Ein Raumanzug - auch Raumkombination oder Skaphander - ist ein funktioneller Anzug für Raumfahrer, welcher sie vor den lebensfeindlichen Bedingungen des Alls wie Vakuum, Strahlung, Hitze und Kälte, schützen und ihr Überleben für einige Zeit sichern soll.

Übersicht

Raumanzüge jedweder Fertigung sind meist gleichartig aufgebaut. Sie bestehen aus einer druckfesten Außenhülle, welche den Träger vor Dekompression schützt. Weitere Lagen verschiedener Werkstoffe sorgen für eine Isolierung gegen Strahlung und Temperaturunterschiede. Der Kopf des Raumfahrers wird von einem Helm geschützt. Das Helmvisier ist durchsichtig und ermöglicht so eine Betrachtung der Außenwelt.

Um den Träger eines Raumanzuges auch bei geschlossenem Anzug medikamentös versorgen zu können, wurden in die Anzüge zwei so genannte Injektorkammern eingearbeitet. Dabei wurde über die Kammer am linken Arm der intravenöse und über die Kammer am Gesäß der intramuskuläre Zugang sichergestellt. Unbekannt ist, ob sich der intravenöse Zugang bei Linkshändern auf der rechten Seite befindet. (PR-Action 1)

Jeder Raumanzug der Arkoniden und Terraner enthält unter anderem ein Multifunktionsarmband, das vor allem Kommunikationsmöglichkeiten enthält.

Bei Einsätzen in der Atmosphäre oder unter Schwerelosigkeit im Weltraum kommt ein Rückentornister mit Impulsaggregat zum Einsatz; auch der Einsatz von Antigravaggregaten ist belegt.

Die Möglichkeiten technischer Modifizierungen und Verbesserungen sind schier endlos.
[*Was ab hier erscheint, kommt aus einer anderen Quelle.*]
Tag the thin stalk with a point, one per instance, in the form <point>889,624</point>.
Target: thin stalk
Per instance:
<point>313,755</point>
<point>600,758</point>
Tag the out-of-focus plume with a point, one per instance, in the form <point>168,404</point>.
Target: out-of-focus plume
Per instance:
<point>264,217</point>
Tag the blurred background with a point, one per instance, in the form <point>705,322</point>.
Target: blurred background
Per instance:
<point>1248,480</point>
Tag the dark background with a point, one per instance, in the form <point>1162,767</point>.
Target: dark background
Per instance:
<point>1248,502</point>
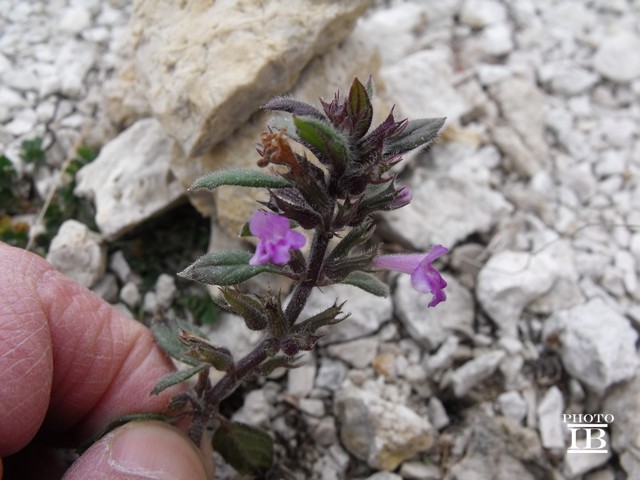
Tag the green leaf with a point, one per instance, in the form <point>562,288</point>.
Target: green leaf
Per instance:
<point>31,152</point>
<point>239,177</point>
<point>247,449</point>
<point>166,335</point>
<point>367,282</point>
<point>325,141</point>
<point>248,306</point>
<point>359,109</point>
<point>340,268</point>
<point>417,133</point>
<point>226,268</point>
<point>177,377</point>
<point>204,351</point>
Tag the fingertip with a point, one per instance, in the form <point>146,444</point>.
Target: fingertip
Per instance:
<point>147,449</point>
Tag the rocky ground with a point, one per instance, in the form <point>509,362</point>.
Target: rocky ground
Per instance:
<point>534,186</point>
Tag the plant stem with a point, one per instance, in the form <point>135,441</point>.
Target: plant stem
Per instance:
<point>314,268</point>
<point>246,365</point>
<point>225,387</point>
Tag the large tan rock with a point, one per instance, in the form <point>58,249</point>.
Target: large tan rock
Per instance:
<point>205,66</point>
<point>325,75</point>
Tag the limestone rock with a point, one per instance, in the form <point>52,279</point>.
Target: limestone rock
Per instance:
<point>550,411</point>
<point>78,253</point>
<point>443,211</point>
<point>521,104</point>
<point>130,180</point>
<point>576,465</point>
<point>480,13</point>
<point>382,433</point>
<point>475,371</point>
<point>322,77</point>
<point>423,86</point>
<point>623,402</point>
<point>512,280</point>
<point>500,449</point>
<point>512,405</point>
<point>206,66</point>
<point>596,343</point>
<point>617,57</point>
<point>432,326</point>
<point>358,353</point>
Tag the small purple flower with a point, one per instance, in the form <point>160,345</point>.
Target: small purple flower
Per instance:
<point>424,277</point>
<point>275,238</point>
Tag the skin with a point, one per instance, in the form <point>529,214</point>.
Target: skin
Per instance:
<point>69,364</point>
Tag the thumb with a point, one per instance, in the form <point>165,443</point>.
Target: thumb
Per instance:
<point>143,449</point>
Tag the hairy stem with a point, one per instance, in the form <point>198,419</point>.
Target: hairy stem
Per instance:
<point>314,268</point>
<point>247,365</point>
<point>225,387</point>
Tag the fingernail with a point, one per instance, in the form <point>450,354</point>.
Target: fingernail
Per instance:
<point>154,450</point>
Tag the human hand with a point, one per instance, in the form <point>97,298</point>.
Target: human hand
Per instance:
<point>69,364</point>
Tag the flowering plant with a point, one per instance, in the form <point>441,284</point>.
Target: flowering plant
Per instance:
<point>333,196</point>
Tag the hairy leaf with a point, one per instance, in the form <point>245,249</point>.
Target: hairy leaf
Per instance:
<point>248,306</point>
<point>240,178</point>
<point>417,133</point>
<point>226,268</point>
<point>356,236</point>
<point>166,335</point>
<point>177,377</point>
<point>359,109</point>
<point>204,351</point>
<point>327,143</point>
<point>247,449</point>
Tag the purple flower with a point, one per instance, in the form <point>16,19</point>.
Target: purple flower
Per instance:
<point>424,277</point>
<point>275,238</point>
Sie reichen von einfachen Lufterneuerern und Antriebsaggregaten über komplexere Sensoren und Schutzschirmsystemen bis hin zu den wirklich komplexen Anlagen der SERUNS. Diese Art Raumanzüge ist so weit fortgeschritten, dass sie die Abfallprodukte des Raumfahrers recyceln und ihn so auch auf unbestimmte Zeit am Leben erhalten kann.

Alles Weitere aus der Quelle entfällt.